By David Kopyc
Most Boomers do not have a pension plan and need to take their retirement assets they have accumulated over their working careers and create lifetime monthly income. For most of the boomers the defined benefit pension plan has been replaced by 401k plans that leave the responsibility to you and not your former employer.
Before you make a decision on the investment program that is best suited for your appetite for risk and the ability to weather the storm when markets become volatile, you need to consider the drawbacks of each decision you make. Never make a hasty decision that is irreversible that you may regret.
I’m a major advocate of preparing for this important decision at least three years from your time of retirement and I classify this as the red zone of building your baseline retirement income distribution plan. You need to start taking into consideration social security payments, the size of the pool of money that is going to be used for retirement income, and any other assets that may be calculated into this from savings accounts and any nonqualified assets you have set aside for your retirement years. If you are fortunate enough to have a pension benefit from a former employer than the benefit selection is critical especially if wish to protect a spouse.
Point of entry should also be discussed in great detail with your advisor. Are we in a low interest rate environment, has the stock market been in a bull market or bear market trend, and what is your true appetite for risk. We all remember 2008 and the financial crisis as if it was yesterday. Understanding the risks associated with the markets and doing a careful analysis many months before your retirement date will give you a chance of making a decision that you will not regret.

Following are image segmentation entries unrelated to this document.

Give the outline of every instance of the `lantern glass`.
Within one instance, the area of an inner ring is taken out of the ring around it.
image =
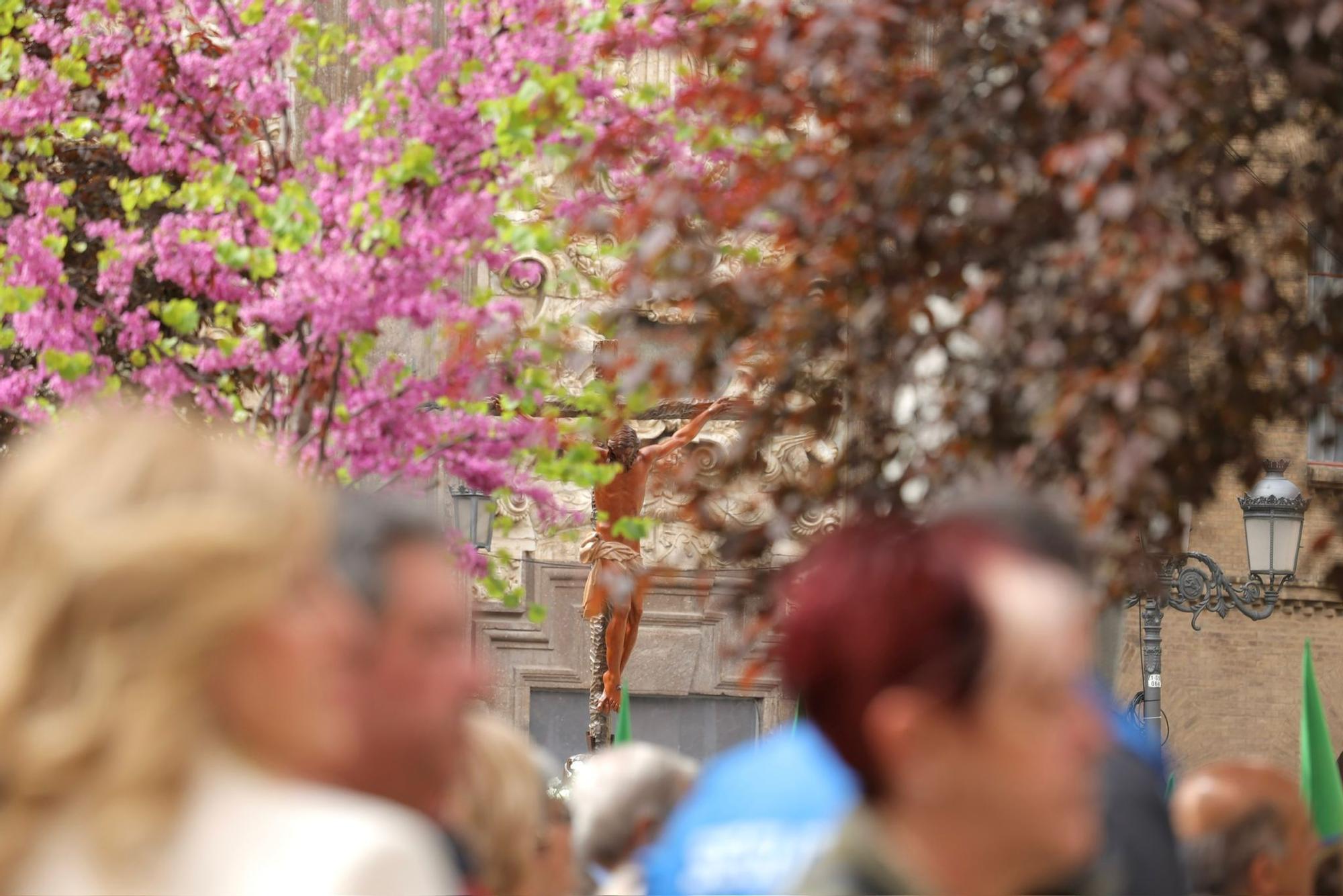
[[[1245,552],[1249,556],[1250,572],[1272,572],[1273,517],[1245,517]]]
[[[465,485],[450,488],[453,496],[453,524],[462,537],[479,551],[489,551],[494,540],[494,502],[490,496]]]
[[[1309,501],[1283,476],[1287,461],[1265,461],[1264,478],[1241,497],[1250,572],[1269,579],[1296,575],[1301,524]]]

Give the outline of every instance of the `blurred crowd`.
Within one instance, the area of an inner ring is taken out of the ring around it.
[[[1339,893],[1295,775],[1108,701],[1072,527],[860,519],[776,595],[799,720],[561,766],[482,705],[436,516],[169,415],[0,461],[0,889]]]

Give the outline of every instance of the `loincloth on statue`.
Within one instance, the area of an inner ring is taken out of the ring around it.
[[[583,618],[592,619],[606,609],[603,591],[612,600],[629,600],[638,580],[645,575],[643,557],[629,544],[606,541],[596,532],[579,545],[579,562],[591,563],[587,584],[583,586]],[[603,586],[602,588],[598,584]]]

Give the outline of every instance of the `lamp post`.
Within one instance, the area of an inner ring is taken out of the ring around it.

Finally, it is imperative that the financial organization you are working with offers an open architecture platform that allows you to have access to a wide variety of investment options. There should be no bias toward any type of investment option and there should be total transparency to evaluate if the investment is suitable for your retirement income distribution plan.
Retirement should be a time of enjoyment with family and friends and not a time of high anxiety and stress caused by the financial markets. Your retirement income distribution plan should be specific to you and your family and not one that is based on a cookie-cutter approach. You only get one chance at it, and hopefully it will be one filled with confidence that you have made the right decisions.